Six months later, he faced a tough, clever Shawn Porter. Spence won a split decision in September 2019 in Los Angeles. Still no KO. The decision over Garcia had the look of a new beginning. Manny Pacquiao was next. But Spence had to withdraw from that one last August because of a torn retina. That allowed Ugas to step in with a stunning upset, a unanimous decision that sent the legend into retirement.

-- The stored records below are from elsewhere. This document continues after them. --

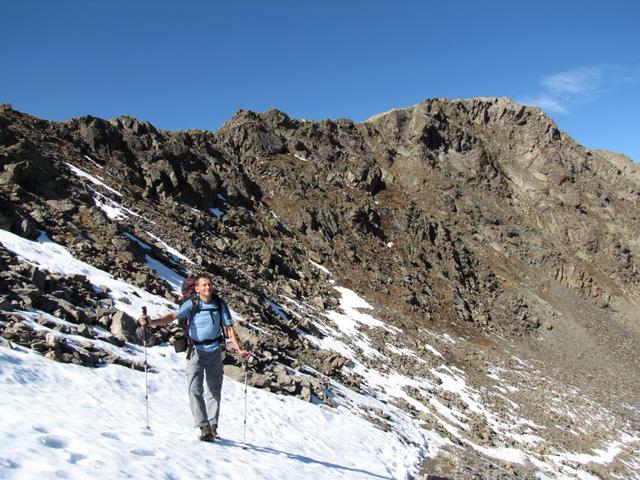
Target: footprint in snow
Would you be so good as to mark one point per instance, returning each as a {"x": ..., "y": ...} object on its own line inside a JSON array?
[
  {"x": 52, "y": 441},
  {"x": 141, "y": 452},
  {"x": 76, "y": 457},
  {"x": 9, "y": 464}
]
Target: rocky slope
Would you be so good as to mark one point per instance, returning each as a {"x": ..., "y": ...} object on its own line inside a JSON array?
[{"x": 474, "y": 220}]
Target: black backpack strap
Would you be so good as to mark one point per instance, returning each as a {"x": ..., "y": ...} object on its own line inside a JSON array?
[{"x": 195, "y": 306}]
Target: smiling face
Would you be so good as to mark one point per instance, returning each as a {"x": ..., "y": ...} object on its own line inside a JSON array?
[{"x": 204, "y": 289}]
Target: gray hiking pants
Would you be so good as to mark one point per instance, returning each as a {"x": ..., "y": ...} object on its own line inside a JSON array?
[{"x": 201, "y": 367}]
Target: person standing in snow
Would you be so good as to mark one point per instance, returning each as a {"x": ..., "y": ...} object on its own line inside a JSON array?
[{"x": 204, "y": 360}]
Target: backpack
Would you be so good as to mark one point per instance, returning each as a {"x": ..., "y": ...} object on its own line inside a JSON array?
[{"x": 186, "y": 343}]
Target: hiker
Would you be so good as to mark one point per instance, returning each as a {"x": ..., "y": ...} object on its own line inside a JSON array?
[{"x": 204, "y": 356}]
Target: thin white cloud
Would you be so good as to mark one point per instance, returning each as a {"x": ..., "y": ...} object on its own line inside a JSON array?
[{"x": 561, "y": 92}]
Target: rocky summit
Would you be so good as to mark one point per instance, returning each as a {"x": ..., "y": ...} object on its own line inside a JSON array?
[{"x": 474, "y": 229}]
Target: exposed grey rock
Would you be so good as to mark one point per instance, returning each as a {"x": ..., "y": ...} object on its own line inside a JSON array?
[{"x": 123, "y": 326}]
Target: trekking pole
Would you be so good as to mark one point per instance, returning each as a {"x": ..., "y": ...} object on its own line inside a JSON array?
[
  {"x": 244, "y": 437},
  {"x": 146, "y": 377}
]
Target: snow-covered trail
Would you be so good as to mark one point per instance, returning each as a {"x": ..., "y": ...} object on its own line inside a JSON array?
[{"x": 66, "y": 421}]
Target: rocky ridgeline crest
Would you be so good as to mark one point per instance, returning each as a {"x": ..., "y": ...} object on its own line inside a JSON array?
[{"x": 469, "y": 217}]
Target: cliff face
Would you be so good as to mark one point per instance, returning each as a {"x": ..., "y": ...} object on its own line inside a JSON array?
[{"x": 476, "y": 218}]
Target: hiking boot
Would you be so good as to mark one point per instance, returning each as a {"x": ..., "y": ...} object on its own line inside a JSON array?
[{"x": 206, "y": 434}]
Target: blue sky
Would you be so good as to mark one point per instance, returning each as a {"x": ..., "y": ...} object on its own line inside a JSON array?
[{"x": 193, "y": 64}]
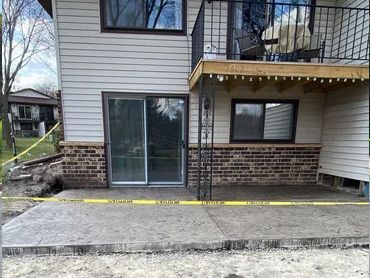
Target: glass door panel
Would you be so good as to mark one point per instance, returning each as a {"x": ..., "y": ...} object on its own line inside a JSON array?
[
  {"x": 165, "y": 126},
  {"x": 127, "y": 140}
]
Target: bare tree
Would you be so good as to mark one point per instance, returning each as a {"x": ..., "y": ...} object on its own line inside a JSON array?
[{"x": 24, "y": 35}]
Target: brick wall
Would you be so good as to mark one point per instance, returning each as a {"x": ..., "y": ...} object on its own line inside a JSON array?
[
  {"x": 83, "y": 165},
  {"x": 260, "y": 164}
]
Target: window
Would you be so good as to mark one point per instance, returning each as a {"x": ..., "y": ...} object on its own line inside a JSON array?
[
  {"x": 26, "y": 126},
  {"x": 155, "y": 15},
  {"x": 261, "y": 120},
  {"x": 24, "y": 112},
  {"x": 46, "y": 113}
]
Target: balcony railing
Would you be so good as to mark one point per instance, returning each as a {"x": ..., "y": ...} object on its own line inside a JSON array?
[{"x": 247, "y": 30}]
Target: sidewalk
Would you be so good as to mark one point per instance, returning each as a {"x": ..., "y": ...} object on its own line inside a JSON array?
[{"x": 75, "y": 228}]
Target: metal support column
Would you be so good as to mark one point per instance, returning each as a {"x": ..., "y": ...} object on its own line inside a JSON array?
[{"x": 205, "y": 137}]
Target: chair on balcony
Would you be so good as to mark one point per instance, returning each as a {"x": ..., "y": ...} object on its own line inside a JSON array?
[{"x": 250, "y": 45}]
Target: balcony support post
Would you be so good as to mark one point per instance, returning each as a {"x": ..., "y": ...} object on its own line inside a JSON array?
[{"x": 206, "y": 110}]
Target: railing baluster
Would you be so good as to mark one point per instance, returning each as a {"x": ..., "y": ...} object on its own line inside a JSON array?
[{"x": 254, "y": 25}]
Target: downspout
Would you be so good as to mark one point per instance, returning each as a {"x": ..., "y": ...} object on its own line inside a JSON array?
[{"x": 57, "y": 52}]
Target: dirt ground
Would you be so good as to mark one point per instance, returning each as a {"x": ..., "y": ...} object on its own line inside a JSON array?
[
  {"x": 36, "y": 181},
  {"x": 231, "y": 264}
]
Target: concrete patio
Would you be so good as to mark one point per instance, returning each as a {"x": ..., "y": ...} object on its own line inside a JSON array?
[{"x": 77, "y": 228}]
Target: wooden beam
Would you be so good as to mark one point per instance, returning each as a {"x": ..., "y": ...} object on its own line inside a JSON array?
[
  {"x": 313, "y": 87},
  {"x": 280, "y": 69},
  {"x": 195, "y": 75}
]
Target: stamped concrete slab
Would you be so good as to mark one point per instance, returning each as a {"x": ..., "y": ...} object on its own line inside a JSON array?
[
  {"x": 53, "y": 224},
  {"x": 77, "y": 228},
  {"x": 291, "y": 222}
]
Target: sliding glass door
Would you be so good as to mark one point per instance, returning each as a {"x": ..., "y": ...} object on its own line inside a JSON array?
[
  {"x": 127, "y": 140},
  {"x": 146, "y": 140}
]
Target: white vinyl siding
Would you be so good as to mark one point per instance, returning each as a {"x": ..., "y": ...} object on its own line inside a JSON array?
[
  {"x": 309, "y": 121},
  {"x": 92, "y": 61},
  {"x": 345, "y": 151}
]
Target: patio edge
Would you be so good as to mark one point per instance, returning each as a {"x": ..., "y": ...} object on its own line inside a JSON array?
[{"x": 238, "y": 244}]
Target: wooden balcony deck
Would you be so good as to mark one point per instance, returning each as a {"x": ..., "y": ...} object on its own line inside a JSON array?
[{"x": 319, "y": 78}]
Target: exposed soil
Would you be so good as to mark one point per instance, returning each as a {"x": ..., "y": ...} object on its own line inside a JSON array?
[
  {"x": 231, "y": 264},
  {"x": 38, "y": 180}
]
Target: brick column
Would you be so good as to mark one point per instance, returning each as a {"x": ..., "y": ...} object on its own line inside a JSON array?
[{"x": 84, "y": 165}]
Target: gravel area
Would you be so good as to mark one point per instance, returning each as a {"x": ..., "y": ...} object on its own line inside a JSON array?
[
  {"x": 230, "y": 264},
  {"x": 38, "y": 181}
]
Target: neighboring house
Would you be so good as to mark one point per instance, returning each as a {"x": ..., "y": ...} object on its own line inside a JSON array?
[
  {"x": 202, "y": 93},
  {"x": 34, "y": 113}
]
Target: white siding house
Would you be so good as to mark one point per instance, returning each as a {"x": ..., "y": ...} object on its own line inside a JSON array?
[{"x": 104, "y": 70}]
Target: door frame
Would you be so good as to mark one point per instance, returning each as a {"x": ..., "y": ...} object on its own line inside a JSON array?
[{"x": 143, "y": 96}]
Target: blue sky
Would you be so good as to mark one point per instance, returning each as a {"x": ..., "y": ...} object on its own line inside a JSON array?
[{"x": 41, "y": 69}]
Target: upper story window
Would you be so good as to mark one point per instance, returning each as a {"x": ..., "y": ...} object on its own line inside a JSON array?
[
  {"x": 24, "y": 112},
  {"x": 263, "y": 121},
  {"x": 143, "y": 15}
]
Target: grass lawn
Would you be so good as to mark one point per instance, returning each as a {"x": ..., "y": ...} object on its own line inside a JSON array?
[{"x": 42, "y": 149}]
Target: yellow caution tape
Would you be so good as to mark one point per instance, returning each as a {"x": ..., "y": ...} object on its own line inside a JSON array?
[
  {"x": 186, "y": 203},
  {"x": 34, "y": 145}
]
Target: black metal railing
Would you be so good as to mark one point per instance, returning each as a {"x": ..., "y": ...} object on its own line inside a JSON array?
[{"x": 248, "y": 30}]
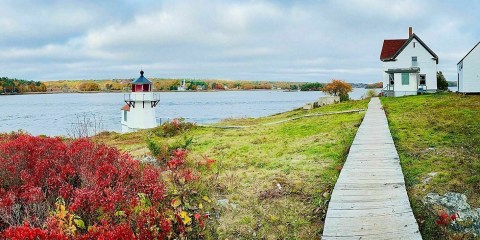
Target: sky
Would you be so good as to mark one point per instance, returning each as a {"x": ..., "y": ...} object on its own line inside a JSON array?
[{"x": 313, "y": 41}]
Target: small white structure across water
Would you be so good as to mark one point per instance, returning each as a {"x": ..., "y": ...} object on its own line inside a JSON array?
[{"x": 139, "y": 110}]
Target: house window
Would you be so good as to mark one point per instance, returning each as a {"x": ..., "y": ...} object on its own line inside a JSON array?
[
  {"x": 405, "y": 79},
  {"x": 423, "y": 79},
  {"x": 391, "y": 78}
]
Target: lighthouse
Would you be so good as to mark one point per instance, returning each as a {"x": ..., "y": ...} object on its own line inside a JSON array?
[{"x": 139, "y": 110}]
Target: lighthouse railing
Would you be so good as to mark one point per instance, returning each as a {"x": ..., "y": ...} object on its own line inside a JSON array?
[{"x": 141, "y": 97}]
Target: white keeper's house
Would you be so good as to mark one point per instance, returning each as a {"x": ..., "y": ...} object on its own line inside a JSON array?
[
  {"x": 469, "y": 71},
  {"x": 409, "y": 66},
  {"x": 139, "y": 110}
]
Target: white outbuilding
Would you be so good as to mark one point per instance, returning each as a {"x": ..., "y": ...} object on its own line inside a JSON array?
[
  {"x": 409, "y": 66},
  {"x": 468, "y": 70},
  {"x": 139, "y": 110}
]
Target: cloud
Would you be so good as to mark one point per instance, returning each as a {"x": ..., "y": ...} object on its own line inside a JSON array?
[{"x": 258, "y": 40}]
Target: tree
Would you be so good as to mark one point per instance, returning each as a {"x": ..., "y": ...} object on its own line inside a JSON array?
[
  {"x": 89, "y": 86},
  {"x": 311, "y": 87},
  {"x": 338, "y": 88},
  {"x": 442, "y": 83}
]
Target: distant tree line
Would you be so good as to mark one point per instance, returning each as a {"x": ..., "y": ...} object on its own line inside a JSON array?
[
  {"x": 173, "y": 84},
  {"x": 13, "y": 85},
  {"x": 311, "y": 87}
]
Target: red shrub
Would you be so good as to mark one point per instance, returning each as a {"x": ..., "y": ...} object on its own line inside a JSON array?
[{"x": 79, "y": 189}]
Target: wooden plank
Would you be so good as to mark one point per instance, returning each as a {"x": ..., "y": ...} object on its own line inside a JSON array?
[{"x": 369, "y": 200}]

Any kind of victory over Pacquiao would have been enough for Spence to say he’s back, all the way back. At 42, Pacquiao’s skills weren’t the same. But there was no erosion in the Filipino’s name recognition. At 5-foot-5 and with a 67-inch reach, Pacquiao had some of the same dimensions as Garcia. The always aggressive Pacquiao might have walked right into the power possessed by the bigger Spence. We’ll never know.
But eye surgery put Spence back on the shelf for another 16 months. He returns, this time seeking the KO that could – once and for all – answer the lingering questions.
“There’s no way to elaborate on when I said I’m going for the knockout,’’ Spence said. “It’s what I said. So, if I get it, I get it. If I don’t, I don’t.
“But I definitely want to knock him out.’’
Definitely, it would be a knockout that would leave no doubt.